Le temps consacré à rédiger dans l’urgence la énième newsletter ne pourrait-il pas être mis profit pour appeler un client, faire le point sur sa situation, imaginer demain avec lui, anticiper, innover toujours ?

Cet échange peut se faire autrement, à plus large échelle, via des enquêtes on line, un questionnaire personnalisé, une visio-conférence pour un groupe restreint de clients qui pourraient également utilement dialoguer entre eux.

Innover c’est, par exemple, imaginer des partenariats « task forces » avec d’autres métiers car plus que jamais nous aurons besoin de croiser les regards et les expertises.
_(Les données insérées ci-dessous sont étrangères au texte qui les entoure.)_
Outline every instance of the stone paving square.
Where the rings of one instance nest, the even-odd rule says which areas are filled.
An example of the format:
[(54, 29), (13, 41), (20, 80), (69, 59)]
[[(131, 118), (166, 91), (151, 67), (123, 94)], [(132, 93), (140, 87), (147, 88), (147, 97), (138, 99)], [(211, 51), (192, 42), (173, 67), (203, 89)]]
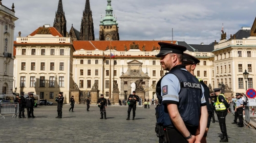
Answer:
[[(70, 105), (65, 105), (62, 119), (55, 119), (57, 106), (53, 105), (35, 108), (35, 119), (6, 116), (0, 120), (0, 142), (158, 142), (155, 132), (155, 106), (150, 109), (137, 107), (134, 121), (125, 120), (127, 106), (108, 106), (106, 120), (99, 119), (97, 106), (91, 106), (87, 111), (86, 106), (75, 104), (75, 112), (72, 112), (69, 111)], [(229, 142), (255, 142), (255, 130), (237, 128), (231, 124), (233, 118), (227, 116)], [(219, 142), (220, 133), (219, 123), (211, 123), (207, 142)]]

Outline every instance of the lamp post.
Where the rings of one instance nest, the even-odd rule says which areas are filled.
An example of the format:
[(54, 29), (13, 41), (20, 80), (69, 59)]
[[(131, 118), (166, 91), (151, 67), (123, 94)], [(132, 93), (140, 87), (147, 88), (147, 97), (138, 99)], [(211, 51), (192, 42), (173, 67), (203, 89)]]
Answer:
[(248, 80), (248, 76), (249, 75), (249, 73), (246, 71), (246, 70), (244, 71), (244, 72), (243, 73), (244, 75), (244, 80), (245, 80), (245, 91), (247, 90), (247, 80)]
[(17, 87), (15, 87), (15, 88), (14, 89), (14, 94), (15, 94), (15, 96), (16, 96), (16, 91), (17, 91)]

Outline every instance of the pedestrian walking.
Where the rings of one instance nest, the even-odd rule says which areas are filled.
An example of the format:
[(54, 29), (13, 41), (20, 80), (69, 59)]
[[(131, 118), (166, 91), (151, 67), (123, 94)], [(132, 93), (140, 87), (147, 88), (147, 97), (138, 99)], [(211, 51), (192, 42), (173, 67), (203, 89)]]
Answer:
[(71, 98), (70, 98), (70, 100), (69, 101), (70, 102), (70, 105), (71, 105), (71, 107), (70, 108), (69, 108), (69, 111), (70, 112), (70, 110), (72, 110), (72, 112), (74, 112), (74, 106), (75, 105), (75, 100), (74, 99), (74, 96), (72, 96)]
[(86, 100), (86, 105), (87, 105), (87, 108), (86, 109), (88, 111), (90, 111), (90, 98), (87, 97), (87, 100)]
[(103, 94), (100, 95), (100, 98), (98, 100), (98, 104), (100, 111), (100, 119), (103, 119), (104, 114), (104, 118), (106, 119), (106, 99), (104, 98)]
[(55, 98), (55, 100), (58, 102), (58, 106), (57, 107), (57, 111), (58, 112), (58, 116), (56, 118), (62, 118), (62, 106), (63, 102), (64, 101), (64, 97), (62, 95), (61, 92), (59, 93), (59, 97)]
[(228, 142), (227, 128), (226, 127), (226, 116), (228, 112), (229, 112), (228, 108), (228, 103), (225, 99), (224, 95), (221, 93), (220, 89), (214, 89), (214, 91), (215, 94), (218, 96), (215, 108), (217, 112), (219, 124), (220, 124), (220, 127), (223, 135), (222, 137), (220, 140), (220, 142)]
[(136, 110), (136, 102), (139, 101), (139, 96), (135, 95), (135, 91), (133, 92), (133, 94), (130, 94), (128, 97), (128, 116), (126, 120), (130, 120), (131, 110), (133, 109), (133, 120), (135, 118), (135, 111)]
[(158, 44), (160, 51), (156, 56), (161, 58), (163, 69), (169, 71), (156, 88), (160, 104), (156, 108), (156, 127), (159, 142), (200, 142), (206, 129), (207, 109), (199, 81), (182, 65), (186, 48)]

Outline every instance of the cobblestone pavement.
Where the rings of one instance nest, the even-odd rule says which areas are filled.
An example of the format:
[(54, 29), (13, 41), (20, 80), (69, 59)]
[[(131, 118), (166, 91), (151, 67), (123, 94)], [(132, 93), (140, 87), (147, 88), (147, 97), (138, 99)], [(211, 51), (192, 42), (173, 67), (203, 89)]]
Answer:
[[(105, 120), (99, 119), (97, 106), (87, 111), (86, 105), (75, 104), (75, 112), (70, 112), (70, 105), (65, 105), (63, 118), (55, 119), (56, 106), (40, 106), (34, 108), (35, 119), (8, 115), (0, 119), (0, 142), (158, 142), (154, 106), (137, 107), (135, 120), (126, 121), (127, 106), (108, 106)], [(229, 142), (255, 142), (255, 130), (238, 128), (231, 124), (233, 118), (227, 116)], [(211, 123), (208, 142), (219, 142), (221, 133), (218, 123)]]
On parle beaucoup du monde d’après, de toutes les leçons que nous devrions collectivement tirer de cette catastrophe, de tout ce que nous avons à réinventer ensemble. Les sceptiques se font déjà entendre, les philosophes, économistes, éditorialistes également, participant tous à la fois de la cacophonie ambiante et du foisonnement d’idées prometteuses ou utopiques.

Le droit est structurant pour l’économie et la société, les cabinets d’avocats doivent être parties prenantes de ces réflexions, pour leurs clients mais aussi pour eux-mêmes !

C’est sans doute le moment de se pencher vraiment sur sa raison d’être que la crise va peut-être éclairer d’un jour nouveau et de questionner vraiment sa RSE.

Les communicants ont aussi leur part à prendre dans ces réflexions en imaginant des séquences et outils avant tout utiles et en inscrivant leur action dans une démarche réfléchie et riche de sens pour soi et les autres.